According to the decision, McPherson was brought in as CEO and ultimate designated person (UDP) at the firms after a series of compliance and enforcement issues, which also involved Global’s previous CEO, UDP and owner, Issam El-Bouji (a.k.a. Sam Bouji).

“The OSC sanctioned Mr. Bouji and Global several times and, in 2014, permanently suspended Mr. Bouji from acting as UDP and ordered Global to replace him as CEO,” the court noted.

Initially, it tried replacing Bouji with his daughter, Hanane Bouji, but the OSC refused to approve that move. In August 2018, the firm hired McPherson to takeover as CEO and UDP, and charged him with bringing the firm into compliance.

By early 2019, McPherson ran into issues with his task.

According to the court, without consulting McPherson, the firm’s board decided that Hanane Bouji, who was then serving as its chair, would no longer report to McPherson.

“Mr.

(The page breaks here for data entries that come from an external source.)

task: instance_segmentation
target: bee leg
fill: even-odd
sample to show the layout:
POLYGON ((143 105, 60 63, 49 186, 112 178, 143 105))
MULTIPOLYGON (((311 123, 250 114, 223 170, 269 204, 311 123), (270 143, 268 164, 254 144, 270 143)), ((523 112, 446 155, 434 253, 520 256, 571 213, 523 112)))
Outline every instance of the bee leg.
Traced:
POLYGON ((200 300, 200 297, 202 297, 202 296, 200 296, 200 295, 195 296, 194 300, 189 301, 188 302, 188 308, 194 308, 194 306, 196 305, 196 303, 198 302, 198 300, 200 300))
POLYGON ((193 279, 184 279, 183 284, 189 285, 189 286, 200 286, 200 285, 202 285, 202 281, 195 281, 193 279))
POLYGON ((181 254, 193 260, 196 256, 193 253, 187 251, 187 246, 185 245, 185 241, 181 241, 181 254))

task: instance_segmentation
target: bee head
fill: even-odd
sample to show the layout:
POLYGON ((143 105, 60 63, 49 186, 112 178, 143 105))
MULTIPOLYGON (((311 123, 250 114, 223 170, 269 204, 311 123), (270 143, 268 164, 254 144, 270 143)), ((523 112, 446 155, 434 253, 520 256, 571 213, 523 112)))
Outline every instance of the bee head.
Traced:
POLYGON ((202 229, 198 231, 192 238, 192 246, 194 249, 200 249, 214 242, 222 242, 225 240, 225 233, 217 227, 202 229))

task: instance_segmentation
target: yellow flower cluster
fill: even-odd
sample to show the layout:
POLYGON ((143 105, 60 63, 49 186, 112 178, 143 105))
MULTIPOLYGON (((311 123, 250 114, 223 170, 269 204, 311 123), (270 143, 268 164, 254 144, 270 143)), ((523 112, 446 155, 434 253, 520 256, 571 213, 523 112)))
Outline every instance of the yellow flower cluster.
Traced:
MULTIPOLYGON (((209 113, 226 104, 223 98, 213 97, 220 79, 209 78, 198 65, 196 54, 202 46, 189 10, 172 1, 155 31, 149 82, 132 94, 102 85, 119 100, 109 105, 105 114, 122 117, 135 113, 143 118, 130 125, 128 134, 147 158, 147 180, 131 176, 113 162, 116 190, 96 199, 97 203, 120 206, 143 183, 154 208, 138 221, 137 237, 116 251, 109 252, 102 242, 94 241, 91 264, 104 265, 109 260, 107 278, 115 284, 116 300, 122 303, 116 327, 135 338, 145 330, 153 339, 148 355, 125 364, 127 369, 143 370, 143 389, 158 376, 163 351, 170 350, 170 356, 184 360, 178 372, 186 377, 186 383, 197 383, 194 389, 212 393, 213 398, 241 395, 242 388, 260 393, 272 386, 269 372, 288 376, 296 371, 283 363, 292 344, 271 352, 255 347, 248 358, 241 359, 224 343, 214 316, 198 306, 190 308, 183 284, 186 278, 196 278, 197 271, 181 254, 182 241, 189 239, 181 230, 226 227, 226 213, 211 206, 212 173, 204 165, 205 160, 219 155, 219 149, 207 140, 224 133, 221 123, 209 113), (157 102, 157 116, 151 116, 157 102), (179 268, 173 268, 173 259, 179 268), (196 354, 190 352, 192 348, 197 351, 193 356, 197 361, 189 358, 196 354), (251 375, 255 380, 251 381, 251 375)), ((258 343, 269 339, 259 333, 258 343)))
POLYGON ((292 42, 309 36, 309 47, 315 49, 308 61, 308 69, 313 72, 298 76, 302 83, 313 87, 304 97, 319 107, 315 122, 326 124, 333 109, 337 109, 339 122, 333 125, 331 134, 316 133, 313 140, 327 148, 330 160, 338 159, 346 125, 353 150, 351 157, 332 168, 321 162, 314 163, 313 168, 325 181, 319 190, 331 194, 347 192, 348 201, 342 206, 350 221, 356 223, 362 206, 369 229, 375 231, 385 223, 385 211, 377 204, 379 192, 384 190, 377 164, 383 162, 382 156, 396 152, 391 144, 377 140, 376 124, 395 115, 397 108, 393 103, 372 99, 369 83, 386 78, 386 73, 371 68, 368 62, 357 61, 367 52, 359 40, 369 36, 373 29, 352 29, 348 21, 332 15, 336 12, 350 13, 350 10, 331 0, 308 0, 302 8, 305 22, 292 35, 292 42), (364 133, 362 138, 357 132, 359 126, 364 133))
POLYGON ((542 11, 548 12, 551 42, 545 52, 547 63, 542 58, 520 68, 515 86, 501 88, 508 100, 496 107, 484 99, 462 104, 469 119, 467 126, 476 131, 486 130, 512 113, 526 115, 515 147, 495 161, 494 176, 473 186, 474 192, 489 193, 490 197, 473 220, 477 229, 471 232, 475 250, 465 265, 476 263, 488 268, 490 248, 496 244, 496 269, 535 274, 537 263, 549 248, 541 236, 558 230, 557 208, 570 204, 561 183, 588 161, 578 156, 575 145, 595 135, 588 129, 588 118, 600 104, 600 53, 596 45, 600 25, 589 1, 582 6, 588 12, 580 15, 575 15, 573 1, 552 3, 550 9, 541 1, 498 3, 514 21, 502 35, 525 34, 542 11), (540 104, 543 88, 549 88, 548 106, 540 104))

McPherson was extremely concerned by the board’s decision. He believed that Ms. Bouji was at the company to represent the interests of her father, and that Mr. Bouji might well reinsert himself into the company through his daughter in violation of the commission’s orders,” it said.

McPherson tried to raise his concerns with the independent members of the board, and sought a confidential in camera meeting to discuss those concerns. However, the court said that he never got that meeting. Instead, on Feb. 28, 2019, he was terminated without cause.

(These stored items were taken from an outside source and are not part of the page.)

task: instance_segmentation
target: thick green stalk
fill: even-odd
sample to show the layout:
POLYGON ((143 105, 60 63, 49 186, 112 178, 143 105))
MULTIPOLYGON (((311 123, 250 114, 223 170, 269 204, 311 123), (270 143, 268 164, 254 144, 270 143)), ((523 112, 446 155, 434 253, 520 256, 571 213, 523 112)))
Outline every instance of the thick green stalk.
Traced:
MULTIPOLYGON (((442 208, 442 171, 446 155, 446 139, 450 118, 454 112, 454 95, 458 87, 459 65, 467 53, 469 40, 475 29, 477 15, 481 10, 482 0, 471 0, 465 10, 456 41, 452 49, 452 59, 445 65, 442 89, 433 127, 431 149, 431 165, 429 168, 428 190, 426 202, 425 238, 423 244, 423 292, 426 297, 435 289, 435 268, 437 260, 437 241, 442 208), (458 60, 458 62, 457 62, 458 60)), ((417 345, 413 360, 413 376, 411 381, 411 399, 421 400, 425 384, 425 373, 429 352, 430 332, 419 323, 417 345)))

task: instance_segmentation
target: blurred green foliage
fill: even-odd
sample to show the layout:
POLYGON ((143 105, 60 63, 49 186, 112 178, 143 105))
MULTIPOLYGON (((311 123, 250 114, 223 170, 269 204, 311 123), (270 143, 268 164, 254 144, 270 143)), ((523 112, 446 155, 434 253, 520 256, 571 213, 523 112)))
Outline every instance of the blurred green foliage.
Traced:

After that, Bouji went back to directing the firm’s staff, “in contravention of the commission’s orders,” the court noted.

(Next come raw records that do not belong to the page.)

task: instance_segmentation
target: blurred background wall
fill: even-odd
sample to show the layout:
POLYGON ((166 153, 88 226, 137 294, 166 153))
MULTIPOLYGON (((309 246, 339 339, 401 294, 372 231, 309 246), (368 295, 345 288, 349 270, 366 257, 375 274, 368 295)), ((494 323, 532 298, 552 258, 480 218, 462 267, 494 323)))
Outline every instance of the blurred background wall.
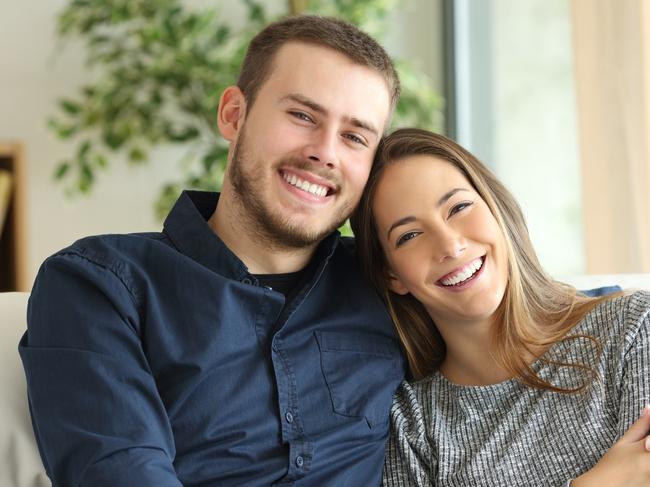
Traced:
MULTIPOLYGON (((210 5, 198 0, 186 3, 210 5)), ((271 10, 283 4, 280 0, 268 3, 271 10)), ((411 60, 445 99, 442 130, 479 155, 518 198, 542 264, 551 274, 650 272, 650 222, 645 222, 645 227, 643 222, 650 213, 647 199, 634 196, 633 206, 624 206, 622 211, 627 208, 634 213, 634 218, 624 220, 625 230, 620 227, 621 218, 609 213, 607 218, 617 221, 619 227, 594 230, 593 222, 602 223, 603 219, 590 213, 594 191, 602 192, 613 178, 603 171, 617 173, 621 164, 612 163, 603 169, 602 165, 585 163, 585 159, 593 158, 585 152, 590 138, 602 139, 607 133, 606 128, 589 132, 584 128, 586 121, 616 114, 612 104, 593 111, 593 100, 598 97, 589 95, 587 89, 600 69, 589 62, 598 57, 598 49, 606 48, 585 52, 585 46, 593 51, 598 38, 597 33, 585 33, 591 31, 585 31, 584 25, 580 27, 584 15, 576 14, 576 9, 585 8, 587 3, 404 0, 391 14, 390 28, 382 41, 391 54, 411 60), (576 55, 581 62, 576 62, 576 55), (585 107, 592 107, 592 111, 587 112, 585 107), (585 173, 593 172, 599 173, 600 182, 590 182, 591 189, 585 190, 585 173), (594 184, 600 185, 598 189, 593 189, 594 184), (585 194, 591 196, 585 199, 585 194), (624 241, 610 242, 602 238, 602 232, 623 232, 624 241), (616 254, 625 254, 626 259, 603 257, 616 254)), ((629 31, 630 19, 639 15, 648 20, 648 3, 643 0, 630 0, 634 5, 625 12, 611 7, 619 5, 613 0, 596 3, 600 3, 596 14, 612 15, 613 8, 627 16, 620 19, 620 30, 627 27, 629 31)), ((161 222, 155 217, 153 203, 161 186, 177 177, 182 154, 179 148, 161 146, 151 154, 155 163, 137 166, 124 163, 123 156, 114 156, 88 196, 68 198, 63 187, 53 181, 57 161, 68 157, 74 146, 57 140, 46 121, 55 113, 57 99, 73 95, 91 78, 84 67, 81 45, 70 42, 61 49, 55 35, 56 16, 67 4, 66 0, 0 3, 0 143, 20 142, 24 147, 25 288, 31 286, 48 255, 78 238, 159 230, 161 222)), ((242 2, 238 0, 214 4, 234 22, 242 16, 242 2)), ((589 22, 603 25, 601 20, 589 22)), ((629 110, 625 111, 625 126, 636 126, 634 137, 627 137, 624 131, 611 135, 628 143, 633 140, 636 149, 625 154, 636 162, 625 179, 643 189, 650 184, 648 28, 644 21, 635 23, 639 42, 618 46, 623 51, 614 50, 607 58, 621 61, 620 53, 624 52, 628 54, 623 56, 627 63, 636 63, 636 71, 625 71, 626 79, 632 80, 625 94, 626 106, 646 106, 646 111, 632 118, 629 110), (630 52, 640 46, 646 50, 630 52)), ((617 34, 612 31, 606 42, 615 42, 617 34)), ((617 66, 609 72, 622 69, 617 66)), ((612 93, 617 88, 607 85, 601 89, 612 93)), ((622 122, 611 123, 621 126, 622 122)), ((629 187, 625 188, 616 193, 617 200, 632 194, 629 187)), ((0 267, 2 272, 6 269, 0 267)))

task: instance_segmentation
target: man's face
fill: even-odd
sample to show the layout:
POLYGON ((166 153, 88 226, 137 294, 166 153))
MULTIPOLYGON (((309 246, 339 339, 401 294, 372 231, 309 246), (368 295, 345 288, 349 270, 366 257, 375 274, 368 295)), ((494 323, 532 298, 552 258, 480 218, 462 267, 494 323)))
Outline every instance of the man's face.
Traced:
POLYGON ((359 201, 390 111, 376 71, 333 50, 287 43, 248 107, 224 192, 269 245, 312 245, 359 201))

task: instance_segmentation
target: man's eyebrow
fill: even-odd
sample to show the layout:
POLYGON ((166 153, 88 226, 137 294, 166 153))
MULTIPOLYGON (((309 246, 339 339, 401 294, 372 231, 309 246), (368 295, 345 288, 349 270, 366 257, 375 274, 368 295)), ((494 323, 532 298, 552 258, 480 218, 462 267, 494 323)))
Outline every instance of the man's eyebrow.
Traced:
MULTIPOLYGON (((316 103, 314 100, 307 98, 306 96, 301 95, 299 93, 289 93, 288 95, 285 95, 282 98, 280 98, 280 102, 284 102, 288 100, 295 101, 296 103, 300 103, 301 105, 305 105, 307 108, 315 111, 316 113, 322 113, 323 115, 328 114, 328 111, 324 106, 316 103)), ((350 116, 345 116, 344 120, 354 125, 355 127, 370 132, 375 137, 379 137, 379 130, 377 130, 377 128, 370 122, 361 120, 357 117, 350 117, 350 116)))
MULTIPOLYGON (((442 205, 445 204, 449 198, 451 198, 453 195, 458 193, 459 191, 469 191, 468 189, 465 188, 454 188, 452 190, 447 191, 445 194, 443 194, 440 199, 437 201, 436 206, 440 208, 442 205)), ((415 218, 413 215, 405 216, 404 218, 400 218, 397 220, 395 223, 393 223, 390 228, 388 229, 388 232, 386 232, 386 238, 390 238, 390 232, 395 230, 397 227, 406 225, 407 223, 413 223, 416 221, 417 218, 415 218)))
POLYGON ((367 130, 375 137, 379 137, 379 131, 370 122, 359 120, 356 117, 350 117, 350 118, 346 117, 346 120, 349 121, 355 127, 359 127, 360 129, 367 130))
POLYGON ((289 93, 288 95, 285 95, 282 98, 280 98, 281 102, 289 101, 289 100, 295 101, 296 103, 300 103, 301 105, 305 105, 306 107, 312 109, 317 113, 327 114, 327 110, 325 110, 324 106, 319 105, 314 100, 307 98, 304 95, 300 95, 298 93, 289 93))

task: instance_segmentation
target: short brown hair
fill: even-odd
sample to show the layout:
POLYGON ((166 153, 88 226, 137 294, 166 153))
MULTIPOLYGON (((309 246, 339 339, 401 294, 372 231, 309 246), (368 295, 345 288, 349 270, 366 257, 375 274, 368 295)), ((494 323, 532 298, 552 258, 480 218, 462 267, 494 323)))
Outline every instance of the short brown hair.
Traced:
POLYGON ((334 49, 355 63, 374 69, 384 77, 391 94, 391 109, 395 107, 400 93, 399 77, 384 48, 348 22, 316 15, 287 17, 269 24, 250 42, 237 80, 249 106, 268 79, 275 54, 291 41, 334 49))

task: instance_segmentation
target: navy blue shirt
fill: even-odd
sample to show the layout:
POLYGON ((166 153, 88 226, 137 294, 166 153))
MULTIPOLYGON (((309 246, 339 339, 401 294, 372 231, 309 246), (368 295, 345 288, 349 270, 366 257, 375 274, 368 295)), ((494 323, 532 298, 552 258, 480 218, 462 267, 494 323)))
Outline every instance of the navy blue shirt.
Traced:
POLYGON ((162 233, 48 258, 20 343, 54 486, 379 485, 405 363, 338 233, 285 303, 184 193, 162 233))

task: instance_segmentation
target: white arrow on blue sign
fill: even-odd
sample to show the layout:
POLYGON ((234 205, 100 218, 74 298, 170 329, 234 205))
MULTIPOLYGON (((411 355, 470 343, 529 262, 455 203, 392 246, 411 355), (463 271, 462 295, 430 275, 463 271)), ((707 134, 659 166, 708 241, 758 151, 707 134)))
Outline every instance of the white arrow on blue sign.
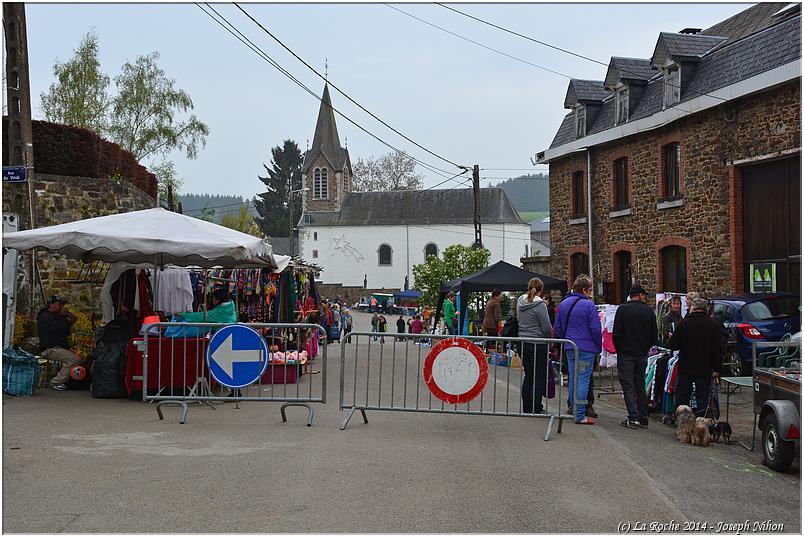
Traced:
POLYGON ((227 388, 253 384, 268 366, 268 345, 256 330, 232 324, 215 332, 207 347, 209 372, 227 388))

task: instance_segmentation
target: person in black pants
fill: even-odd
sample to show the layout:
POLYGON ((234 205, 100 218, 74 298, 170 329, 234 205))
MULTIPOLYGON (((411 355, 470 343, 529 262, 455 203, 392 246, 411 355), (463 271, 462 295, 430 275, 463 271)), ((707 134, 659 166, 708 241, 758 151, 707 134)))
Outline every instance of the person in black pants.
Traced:
POLYGON ((678 352, 676 406, 687 405, 695 384, 696 416, 704 416, 709 404, 712 380, 723 368, 723 325, 706 314, 705 298, 692 301, 692 309, 670 337, 670 348, 678 352))
MULTIPOLYGON (((539 296, 544 284, 539 278, 528 282, 528 293, 517 300, 516 317, 519 321, 519 337, 549 338, 553 333, 547 304, 539 296)), ((542 414, 542 397, 547 388, 547 343, 522 344, 522 412, 542 414)))
POLYGON ((628 416, 620 425, 639 429, 648 426, 645 369, 648 366, 648 351, 656 344, 658 330, 653 309, 645 303, 645 289, 635 285, 629 295, 631 300, 621 304, 614 316, 613 339, 617 349, 617 373, 628 409, 628 416))

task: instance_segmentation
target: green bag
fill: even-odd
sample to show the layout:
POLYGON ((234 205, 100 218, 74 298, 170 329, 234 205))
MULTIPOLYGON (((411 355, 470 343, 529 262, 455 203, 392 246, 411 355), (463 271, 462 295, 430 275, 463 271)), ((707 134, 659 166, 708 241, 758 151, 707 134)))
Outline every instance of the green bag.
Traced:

McPherson then sued the firm and the board, alleging that he was fired for raising concerns about possible regulatory misconduct, in violation of the whistleblower protections in Ontario securities law.

At trial, the board members, including Bouji, testified that McPherson was fired for poor performance, not because he engaged in activity protected by the anti-retaliation provisions.

“I do not believe them,” the court said. “I find that Global breached the [Securities] Act when it terminated Mr. McPherson’s employment.”

Specifically, the court ruled that, “Global’s decision to terminate Mr. McPherson’s employment was a reprisal contrary to the Act because the board made that decision, at least in part, because Mr. McPherson had engaged in activity protected by the Act.”

And, it ruled that he was entitled to the remedy set out in the Securities Act — two times the remuneration that he would have been paid, from the time he was fired in early 2019, and the time of the court’s ruling in September 2025.

“The statute does not place any obligation on Mr. McPherson to mitigate his damages and I see no reason to deduct any of his post-termination earnings from his statutory award for the unlawful reprisal,” the court said. It awarded him $5.38 million in damages, plus prejudgment interest.

The court declined to award McPherson damages for wrongful dismissal, saying that the “statutory award compensates him for the effect of the wrongful termination.”

He also sought $200,000 in aggravated damages and $400,000 in punitive damages, which the court also declined to award.

“In my view, an award of punitive damages is unnecessary in this case,” it said — noting that the defendants’ conduct doesn’t meet the tests for “malicious, oppressive or high-handed” conduct, and also that the whistleblower protections set out the appropriate remedy, which means that, “McPherson is not just to be made whole, he will receive two times the amount of remuneration he would have received from the date of the breach to the date of judgment.”

Finally, the court dismissed a counter-suit brought by the defendants, seeking $53.5 million in damages alleging, “slander, intentional interference with economic interests and gross negligence.”

In an earlier ruling, the court struck down the part of the countersuit alleging that McPherson slandered the board by reporting alleged misconduct to the OSC.

“Justice Ferguson held that the defendants had brought that portion of the counterclaim in bad faith and to circumvent the commission’s ongoing and confidential investigation,” the court said.

The portion of the countersuit alleging gross negligence was allowed to proceed to trial, but the defendants abandoned it after the close of evidence, the court noted, in dismissing that claim.